I have a very big dataset with a DateTime
Column containing POSIXct-Values. I need to determine the season (Winter - Summer) based on the DateTime
I packaged @Lars Arne Jordanger's much more elegant approach into a function:
getTwoSeasons <- function(input.date){
numeric.date <- 100*month(input.date)+day(input.date)
## input Seasons upper limits in the form MMDD in the "break =" option:
cuts <- base::cut(numeric.date, breaks = c(0,415,1015,1231))

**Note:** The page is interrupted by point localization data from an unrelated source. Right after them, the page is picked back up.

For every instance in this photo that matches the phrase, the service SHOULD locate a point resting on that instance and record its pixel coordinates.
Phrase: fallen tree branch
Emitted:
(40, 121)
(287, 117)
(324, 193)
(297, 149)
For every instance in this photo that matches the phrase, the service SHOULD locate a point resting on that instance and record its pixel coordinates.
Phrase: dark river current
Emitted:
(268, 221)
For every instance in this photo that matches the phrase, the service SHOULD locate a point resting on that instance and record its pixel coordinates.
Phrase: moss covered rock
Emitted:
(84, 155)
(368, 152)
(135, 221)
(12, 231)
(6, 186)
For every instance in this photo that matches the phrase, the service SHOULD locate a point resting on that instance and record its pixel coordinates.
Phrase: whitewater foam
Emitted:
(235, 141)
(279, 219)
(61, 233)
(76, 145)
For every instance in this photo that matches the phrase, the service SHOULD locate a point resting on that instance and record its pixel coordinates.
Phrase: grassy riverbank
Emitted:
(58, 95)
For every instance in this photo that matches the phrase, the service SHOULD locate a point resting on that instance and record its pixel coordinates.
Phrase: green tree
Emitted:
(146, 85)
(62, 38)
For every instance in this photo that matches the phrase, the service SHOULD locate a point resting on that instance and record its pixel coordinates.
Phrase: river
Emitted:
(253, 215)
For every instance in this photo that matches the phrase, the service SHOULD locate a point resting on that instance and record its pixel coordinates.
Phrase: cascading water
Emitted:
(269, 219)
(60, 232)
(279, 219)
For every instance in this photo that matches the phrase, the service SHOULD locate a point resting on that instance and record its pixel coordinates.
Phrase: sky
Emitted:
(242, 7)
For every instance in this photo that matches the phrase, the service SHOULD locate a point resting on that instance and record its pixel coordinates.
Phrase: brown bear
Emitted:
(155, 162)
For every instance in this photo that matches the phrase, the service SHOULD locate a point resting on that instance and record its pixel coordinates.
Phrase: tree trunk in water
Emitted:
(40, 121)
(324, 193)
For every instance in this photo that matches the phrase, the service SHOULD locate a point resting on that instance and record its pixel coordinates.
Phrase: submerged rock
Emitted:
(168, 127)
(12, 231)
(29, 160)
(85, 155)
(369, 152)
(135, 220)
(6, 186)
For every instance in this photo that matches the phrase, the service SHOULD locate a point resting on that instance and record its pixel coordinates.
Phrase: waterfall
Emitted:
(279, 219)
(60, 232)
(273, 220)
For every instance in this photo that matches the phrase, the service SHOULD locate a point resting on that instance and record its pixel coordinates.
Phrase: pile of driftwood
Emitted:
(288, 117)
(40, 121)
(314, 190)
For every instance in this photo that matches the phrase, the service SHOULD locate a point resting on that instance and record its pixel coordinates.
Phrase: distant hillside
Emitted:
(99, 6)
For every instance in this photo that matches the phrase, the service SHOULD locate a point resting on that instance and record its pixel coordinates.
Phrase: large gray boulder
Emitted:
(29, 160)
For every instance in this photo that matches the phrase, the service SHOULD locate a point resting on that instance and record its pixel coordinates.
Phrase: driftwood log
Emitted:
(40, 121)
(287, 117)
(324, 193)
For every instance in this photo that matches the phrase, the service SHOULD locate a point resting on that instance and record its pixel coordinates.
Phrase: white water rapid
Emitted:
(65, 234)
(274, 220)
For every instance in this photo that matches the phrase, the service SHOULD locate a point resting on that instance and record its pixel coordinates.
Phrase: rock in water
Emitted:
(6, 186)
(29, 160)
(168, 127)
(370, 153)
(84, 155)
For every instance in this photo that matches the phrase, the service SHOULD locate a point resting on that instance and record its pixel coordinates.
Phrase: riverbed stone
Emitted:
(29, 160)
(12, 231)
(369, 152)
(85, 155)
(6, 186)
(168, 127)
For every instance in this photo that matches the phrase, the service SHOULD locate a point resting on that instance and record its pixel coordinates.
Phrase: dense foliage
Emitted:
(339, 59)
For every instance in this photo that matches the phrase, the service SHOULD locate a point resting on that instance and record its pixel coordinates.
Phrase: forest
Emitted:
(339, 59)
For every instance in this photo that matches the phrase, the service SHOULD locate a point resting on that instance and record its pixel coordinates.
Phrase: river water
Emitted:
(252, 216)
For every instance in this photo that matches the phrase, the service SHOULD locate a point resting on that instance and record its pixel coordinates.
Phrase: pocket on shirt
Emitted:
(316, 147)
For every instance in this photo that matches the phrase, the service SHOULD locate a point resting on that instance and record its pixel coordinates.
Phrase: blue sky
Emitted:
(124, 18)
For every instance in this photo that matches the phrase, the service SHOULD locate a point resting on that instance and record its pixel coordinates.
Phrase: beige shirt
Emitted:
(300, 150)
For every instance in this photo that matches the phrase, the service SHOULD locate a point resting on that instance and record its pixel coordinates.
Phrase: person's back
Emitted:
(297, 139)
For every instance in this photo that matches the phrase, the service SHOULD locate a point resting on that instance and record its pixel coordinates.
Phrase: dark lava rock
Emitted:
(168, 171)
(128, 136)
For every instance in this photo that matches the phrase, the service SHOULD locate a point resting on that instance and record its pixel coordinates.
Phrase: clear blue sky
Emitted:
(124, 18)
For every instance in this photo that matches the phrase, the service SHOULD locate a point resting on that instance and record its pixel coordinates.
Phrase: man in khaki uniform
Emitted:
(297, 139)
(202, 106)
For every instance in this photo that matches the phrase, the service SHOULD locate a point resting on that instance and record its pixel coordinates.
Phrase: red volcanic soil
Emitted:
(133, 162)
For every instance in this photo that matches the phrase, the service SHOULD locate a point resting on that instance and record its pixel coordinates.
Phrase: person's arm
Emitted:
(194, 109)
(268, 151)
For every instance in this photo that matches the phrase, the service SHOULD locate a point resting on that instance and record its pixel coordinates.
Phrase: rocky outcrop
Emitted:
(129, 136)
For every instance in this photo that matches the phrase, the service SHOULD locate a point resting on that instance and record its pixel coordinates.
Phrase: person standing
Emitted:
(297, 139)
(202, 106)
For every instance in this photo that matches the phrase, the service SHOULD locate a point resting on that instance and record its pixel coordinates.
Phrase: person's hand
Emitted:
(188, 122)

# rename the resulting groups (could've been done within cut(...levels=) if "Winter" wasn't double
levels(cuts) <- c("Winter", "Summer","Winter")
return(cuts)
}
Testing it on some sample data seems to work fine:
getTwoSeasons(as.POSIXct("2016-01-01 12:00:00")+(0:365)*(60*60*24))
And if you're interested in getting back four seasons, here's code to do that:
library(lubridate)
getSeason <- function(input.date){
numeric.date <- 100*month(input.date)+day(input.date)
## input Seasons upper limits in the form MMDD in the "break =" option:
cuts <- base::cut(numeric.date, breaks = c(0,319,0620,0921,1220,1231))
# rename the resulting groups (could've been done within cut(...levels=) if "Winter" wasn't double
levels(cuts) <- c("Winter","Spring","Summer","Fall","Winter")
return(cuts)
}
Unit Test:
getSeason(as.POSIXct("2016-01-01 12:00:00")+(0:365)*(60*60*24))
After several hours of debugging I've found my mistake, and it's quite absurd really:
If a season for a DateTimeValue was not found, apply
returned list
-object instead of a vector
(this was the case when the DateTime value equalled 2000-12-31 00:00:00
). Returning a list created an an overproportional increase in computation time and the described crashes. Here's a the fixed code:
# input date and return 2 season
getTwoSeasons <- function(input.date) {
Winter1Start <- as.POSIXct("2000-01-01 00:00:00", tz = "UTC")
Winter1End <- as.POSIXct("2000-04-15 23:59:59", tz = "UTC")
SummerStart <- Winter1End + 1
SummerEnd <- as.POSIXct("2000-10-15 23:59:59", tz = "UTC")
Winter2Start <- SummerEnd + 1
Winter2End <- as.POSIXct("2001-01-01 00:00:01", tz = "UTC")
SeasonStart <- c(Winter1Start,SummerStart,Winter2Start)
SeasonsEnd <- c(Winter1End,SummerEnd,Winter2End)
Season_names <- factor(c("WinterHalf","SummerHalf","WinterHalf"))
year(input.date) <- year(Winter1Start)
attr(input.date, "tzone") <- attr(Winter1Start, "tzone")
Season_selectStart <- vapply(X = SeasonStart,function(x,y){x <= input.date},FUN.VALUE = logical(length(input.date)),y = input.date)
Season_selectEnd <- vapply(X = SeasonsEnd,function(x,y){x > input.date},FUN.VALUE = logical(length(input.date)),y = input.date)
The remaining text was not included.